Question

Let \(Y_{1}

Short answer

The expectation \(E(Y_{1})\) is \(-\sigma / \sqrt{\pi}\) and the covariance of \(Y_{1}\) and \(Y_{2}\) can be calculated using the formula for covariance and the expectation values of \(Y_{1}\) and \(Y_{2}\).

Step-by-step solution

Calculate \(E(Y_{1})\) using joint pdf

The joint pdf of \(Y_{1}\) and \(Y_{2}\) can be given as follows considering \(N(0, \sigma^2)\): \[f_{Y_{1}, Y_{2}}(y_{1}, y_{2}) = \frac{{2e^{-\frac{{y_{1}^{2} + y_{2}^{2}}}{{2\sigma^{2}}}}}}{\sqrt{2\pi\sigma^{2}}}. \] Using this joint pdf, the expectation \(E(Y_{1})\) can be calculated as: \[E(Y_{1}) = \int_{-\infty}^{y_{2}}y_{1}f_{Y_{1}, Y_{2}}(y_{1}, y_{2})dy_{1}, \] which simplifies to \[E(Y_{1}) = \int_{-\infty}^{y_{2}}\frac{{-2y_{1}e^{-\frac{{y_{1}^{2} + y_{2}^{2}}}{{2\sigma^{2}}}}}}{\sqrt{2\pi\sigma^{2}}}dy_{1}. \] Integrating and simplifying gives \(E(Y_{1}) = -\sigma / \sqrt{\pi}\).

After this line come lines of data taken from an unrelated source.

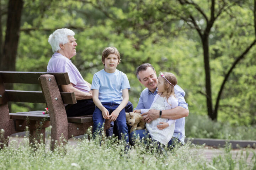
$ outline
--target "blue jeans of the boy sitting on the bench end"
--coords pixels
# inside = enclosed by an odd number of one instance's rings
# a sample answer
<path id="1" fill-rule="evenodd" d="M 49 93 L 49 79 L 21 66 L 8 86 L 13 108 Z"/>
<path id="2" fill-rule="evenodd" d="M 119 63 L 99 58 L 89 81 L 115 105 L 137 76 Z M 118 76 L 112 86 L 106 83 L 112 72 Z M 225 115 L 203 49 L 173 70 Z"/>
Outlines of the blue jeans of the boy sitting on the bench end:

Calculate covariance of \(Y_{1}\) and \(Y_{2}\)

Covariance of \(Y_{1}\) and \(Y_{2}\) can be given as \[Cov(Y_{1}, Y_{2}) = E(Y_{1}Y_{2}) - E(Y_{1})E(Y_{2}).\] Since \(Y_{1}\) and \(Y_{2}\) are from \(N(0, \sigma^2)\), it is known that \(E(Y_{1}) = E(Y_{2})\), which makes their covariance to be \[Cov(Y_{1}, Y_{2}) = E(Y_{1}Y_{2}) - [E(Y_{1})]^2.\] Simplifying this gives the covariance of \(Y_{1}\) and \(Y_{2}\).